The NFL’s relationship with the gambling industry has been about as cordial as a Redskins and Cowboys game, and the league’s disgust for casinos and sports betting has been on full display in recent months after Oakland Raiders owner Mark Davis expressed interest in moving the franchise to Las Vegas.
NFL Commissioner Roger Goodell has correctly stated that the decision to approve the Raiders to Sin City would ultimately be up to the league’s owners, but the NFL itself continues to oppose any form of gambling that could potentially jeopardize the integrity of the game.
American Gaming Association (AGA) President Geoff Freeman responded to Goodell in late April by saying, “Nothing threatens the integrity of sports more than a thriving and opaque sports betting black market.”
The AGA doubled down on revealing what it believes to be hypocrisy on the part of the NFL by exposing the fact that more than 80 percent of teams currently play their home games within an hour’s drive of a casino.
“Concerns about athletes playing games in Las Vegas are dramatically misinformed. It’s time for a fresh look at the sports betting prohibition that is pushing widely popular sports betting activity to an illegal market that threatens the integrity of the sports we love,” Freeman pronounced.
Watch a Game, Play a Game
NFL brass have opined for years that allowing a team to play in Las Vegas would lead to an influx in sports betting and could seduce players into either gambling on their games or entering illegal agreements with criminals.
Sports betting is currently only offered at Nevada casinos. The state received immunity from the Professional and Amateur Sports Protection Act (PASPA) when it was passed in 1992 due to the state’s already legalized sportsbooks.
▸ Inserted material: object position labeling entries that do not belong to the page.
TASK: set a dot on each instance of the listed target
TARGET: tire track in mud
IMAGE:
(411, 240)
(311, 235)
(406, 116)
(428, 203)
Though casinos outside of the Silver State are prohibited from offering odds on sports, the AGA highlighted on May 25 that 16 of the NFL’s 32 teams play within 11 miles of a casino. For a league so opposed to gambling, it is quite ironic that so many stadiums are neighbored by gambling facilities.
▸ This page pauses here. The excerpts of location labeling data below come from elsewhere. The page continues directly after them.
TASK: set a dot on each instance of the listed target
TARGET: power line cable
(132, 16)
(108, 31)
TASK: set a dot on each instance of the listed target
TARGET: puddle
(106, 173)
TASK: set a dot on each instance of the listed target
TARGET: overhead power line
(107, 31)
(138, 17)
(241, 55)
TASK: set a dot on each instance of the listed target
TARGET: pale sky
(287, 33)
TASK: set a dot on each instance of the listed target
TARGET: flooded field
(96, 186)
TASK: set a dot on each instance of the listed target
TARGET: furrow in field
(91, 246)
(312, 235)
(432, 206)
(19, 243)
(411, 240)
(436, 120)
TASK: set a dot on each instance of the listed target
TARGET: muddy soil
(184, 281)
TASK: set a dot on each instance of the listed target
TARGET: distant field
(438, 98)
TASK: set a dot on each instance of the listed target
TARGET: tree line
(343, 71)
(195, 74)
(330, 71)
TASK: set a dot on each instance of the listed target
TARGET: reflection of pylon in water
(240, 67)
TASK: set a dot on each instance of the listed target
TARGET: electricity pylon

As Casino.org reported, sports betting revenue hit record levels in April by generating $292 million in handles for a $13.5 million win for sportsbooks.
The NFL, MLB, NBA, and NHL, the Big Four of the United States, have all traditionally opposed sports betting, but that has quickly changed when it comes to the National Basketball Association.
NBA Commission Adam Silver, who is embarking on just his third year as boss of basketball, has freely expressed his stance that sportsbooks on the NBA should be legal and regulated.
During a recent conversation with ESPN’s “SportsCenter,” Silver said that his job is to “protect the integrity of the game,” but “if you don’t have an open exchange you can’t know.”
“I think it should be legal. . . It should be transparent,” Silver stated.
Goodell and the NFL have embraced daily fantasy sports (DFS), which came as a surprise to many. Some 40 states now have some form of gambling, and New Jersey remains diligent in fighting to end sports betting prohibition in its state.